Marc Marquez, in quest’epoca moderna, è unico. Ai suoi tempi era il vincitore seriale che appassiona sempre: se lo ami speri che non smetta mai di primeggiare, se lo odi guardi le gare sperando che prima o poi perda. Ma due anni corre menomato, è stato come se non ci fosse. Adesso rischia perfino il ritiro. Rossi non vinceva da anni, la vera icona di quest’ultimo periodo è stata Marquez, cioè l’anti-Vale. Adesso è fuori anche lui, questo è il vero guaio.
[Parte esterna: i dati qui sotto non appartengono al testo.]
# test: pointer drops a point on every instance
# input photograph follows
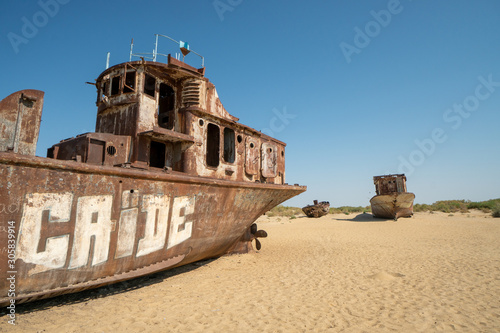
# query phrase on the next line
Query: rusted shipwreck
(317, 210)
(168, 178)
(392, 200)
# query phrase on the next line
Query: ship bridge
(168, 116)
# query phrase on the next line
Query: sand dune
(338, 273)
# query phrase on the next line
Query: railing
(184, 47)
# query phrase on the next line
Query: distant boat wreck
(318, 209)
(392, 200)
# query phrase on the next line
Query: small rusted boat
(168, 178)
(392, 200)
(317, 210)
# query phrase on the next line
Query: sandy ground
(339, 273)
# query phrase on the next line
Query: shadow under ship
(392, 200)
(168, 178)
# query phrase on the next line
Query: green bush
(284, 211)
(485, 205)
(496, 211)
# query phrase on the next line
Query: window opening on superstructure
(115, 85)
(213, 142)
(166, 105)
(157, 154)
(229, 145)
(149, 85)
(129, 85)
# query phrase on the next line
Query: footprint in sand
(385, 276)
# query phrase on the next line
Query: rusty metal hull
(317, 210)
(77, 226)
(393, 205)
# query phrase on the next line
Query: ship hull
(392, 206)
(69, 226)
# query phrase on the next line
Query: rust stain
(168, 177)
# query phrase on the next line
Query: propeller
(255, 234)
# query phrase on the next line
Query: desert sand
(339, 273)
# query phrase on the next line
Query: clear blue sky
(355, 88)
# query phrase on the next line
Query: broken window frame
(229, 145)
(113, 80)
(154, 86)
(126, 71)
(212, 152)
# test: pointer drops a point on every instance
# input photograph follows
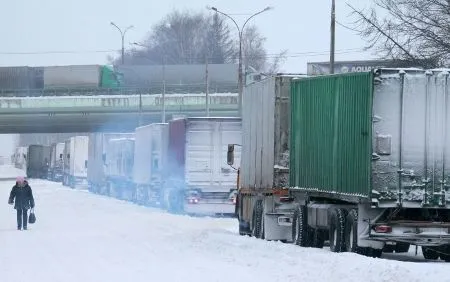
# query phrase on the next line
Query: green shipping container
(110, 78)
(331, 133)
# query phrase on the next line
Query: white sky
(81, 26)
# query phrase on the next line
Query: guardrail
(169, 89)
(118, 103)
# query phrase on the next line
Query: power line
(270, 55)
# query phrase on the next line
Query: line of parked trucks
(361, 160)
(180, 166)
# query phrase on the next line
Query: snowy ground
(80, 237)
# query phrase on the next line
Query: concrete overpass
(107, 113)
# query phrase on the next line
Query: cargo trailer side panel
(120, 155)
(79, 156)
(206, 166)
(176, 152)
(14, 78)
(150, 157)
(142, 155)
(67, 157)
(265, 134)
(72, 76)
(331, 134)
(411, 134)
(95, 172)
(97, 149)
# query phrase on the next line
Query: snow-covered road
(80, 237)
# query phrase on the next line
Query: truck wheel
(444, 253)
(300, 234)
(402, 247)
(375, 253)
(430, 253)
(388, 248)
(257, 223)
(351, 232)
(337, 230)
(318, 238)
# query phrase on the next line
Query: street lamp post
(122, 34)
(163, 112)
(240, 32)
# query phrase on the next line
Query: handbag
(32, 217)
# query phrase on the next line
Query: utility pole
(140, 108)
(164, 91)
(332, 31)
(207, 86)
(122, 35)
(240, 32)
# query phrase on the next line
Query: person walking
(22, 197)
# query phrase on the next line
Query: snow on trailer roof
(213, 118)
(151, 124)
(96, 96)
(122, 139)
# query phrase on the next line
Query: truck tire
(300, 234)
(388, 248)
(317, 238)
(337, 230)
(430, 253)
(351, 232)
(402, 247)
(444, 253)
(257, 220)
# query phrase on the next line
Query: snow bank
(84, 237)
(10, 172)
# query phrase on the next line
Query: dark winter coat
(22, 197)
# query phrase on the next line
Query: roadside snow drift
(81, 237)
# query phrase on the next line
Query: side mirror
(230, 154)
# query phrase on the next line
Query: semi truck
(55, 170)
(96, 173)
(119, 163)
(75, 162)
(360, 160)
(150, 159)
(37, 161)
(20, 158)
(198, 179)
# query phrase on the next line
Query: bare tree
(413, 30)
(219, 45)
(188, 38)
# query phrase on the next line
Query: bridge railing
(73, 91)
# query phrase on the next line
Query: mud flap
(274, 231)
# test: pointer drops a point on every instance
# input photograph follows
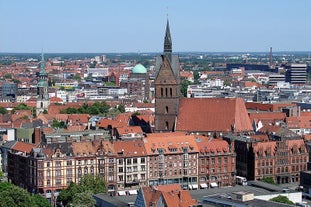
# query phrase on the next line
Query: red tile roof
(213, 145)
(130, 148)
(213, 114)
(23, 147)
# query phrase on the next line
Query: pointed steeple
(167, 40)
(42, 65)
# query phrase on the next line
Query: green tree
(39, 201)
(282, 199)
(184, 87)
(76, 77)
(93, 110)
(8, 76)
(14, 196)
(3, 110)
(84, 199)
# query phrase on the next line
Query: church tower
(43, 101)
(167, 87)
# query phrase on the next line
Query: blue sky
(139, 25)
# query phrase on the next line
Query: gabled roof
(129, 130)
(170, 143)
(130, 148)
(213, 145)
(23, 147)
(212, 114)
(273, 116)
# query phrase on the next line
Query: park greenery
(13, 196)
(268, 180)
(282, 199)
(98, 108)
(81, 194)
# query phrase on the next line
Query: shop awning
(121, 192)
(133, 192)
(213, 185)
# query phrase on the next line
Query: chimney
(37, 136)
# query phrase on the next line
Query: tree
(13, 196)
(8, 76)
(282, 199)
(184, 87)
(39, 201)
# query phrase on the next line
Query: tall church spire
(167, 40)
(42, 65)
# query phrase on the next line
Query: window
(58, 173)
(129, 161)
(69, 172)
(58, 182)
(58, 164)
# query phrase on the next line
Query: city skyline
(138, 26)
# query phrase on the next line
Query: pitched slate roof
(23, 147)
(213, 114)
(168, 141)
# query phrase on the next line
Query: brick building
(172, 158)
(216, 162)
(281, 157)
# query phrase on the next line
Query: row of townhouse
(164, 158)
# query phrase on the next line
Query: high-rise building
(43, 101)
(297, 74)
(167, 86)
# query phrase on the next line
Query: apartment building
(172, 158)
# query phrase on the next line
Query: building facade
(167, 87)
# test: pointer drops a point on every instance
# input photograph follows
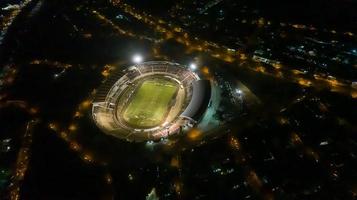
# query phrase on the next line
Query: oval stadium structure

Il Motomondiale è zavorrato

Alla MotoGP manca la capacità di rinnovarsi. E’ un ambiente conservatore, in ogni senso. Il promoter (la spagnola Dorna) è lo stesso dal 1992 e il capo è un signore di 76 anni. Carmelo Ezpeleta è un manager espertissimo di giochi di potere sportivo, ma è naturale che non padroneggi le delicate dinamiche dello sport business di oggi. Dorna è convinta che “modernità” significhi qualche cinguettio in più su Twitter, o sbarcare su Istangram e TikTok. Sbagliato: i social sono niente se non hai contenuti “forti” da metterci dentro. Guardate la F1. Bernie Ecclestone l’ha resa grande per un trentennio, ma ultimamente era diventata una serie noiosa seguita solo da irriducibili ultra cinquantenni. Liberty Media, cioè un gigante mondiale dell’enterteinment, appena arrivata ha rinnovato tutto. Non coi social, che al massimo sono lo specchio riflettente di quello che ti inventi, ma introducendo nuove idee. Alcune sembravano folli, però funzionano.

Imparate dalla F1

La F1 oggi si vende benissimo, miscelando tutto quello che serve: rivalità spinte allo spasimo, regolamenti “adattabili” allo show, glamour. La MotoGP è gestita come fosse la fiera del paese, mentre durante la diretta F1 ti fanno vedere che ci sono anche Brad Pitt e George Lucas. Ancora peggio: le moto stanno esorcizzando e nascondendo il rischio. Le gare vengono descritte come fossero un fumetto e le cadute un video gioco. Manca il pathos, quel culto del brivido che invece – lo vogliate o no – è l’elemento preponderante del motorismo in ogni declinazione. In F1, seppure con le dovute accortezze, il rischio e il coraggio dei piloti sono esaltati sotto ogni forma. Non per niente la serie Netflix che scatenato nuovi entusiasmi, perfino negli Usa, si chiama “Drive to Survive. Nel teaser i claims sono: “E’ uno sport spietato”, e “La F1 è una guerra”. La MotoGP di oggi si vende come il party dei bravi ragazzi. Tramontate le feroce rivalità Marquez-Rossi-Lorenzo, logico che la MotoGP non funzioni più. Dorna era convinta di portare gente al Mugello mostrando Valentino Rossi in borghese sul rettilineo a ritirare il numero 46. Non hanno capito una cosa semplicissima: i piloti, nel momento preciso che smettono, non tirano più. Sennò basterebbe ancora Giacomo Agostini.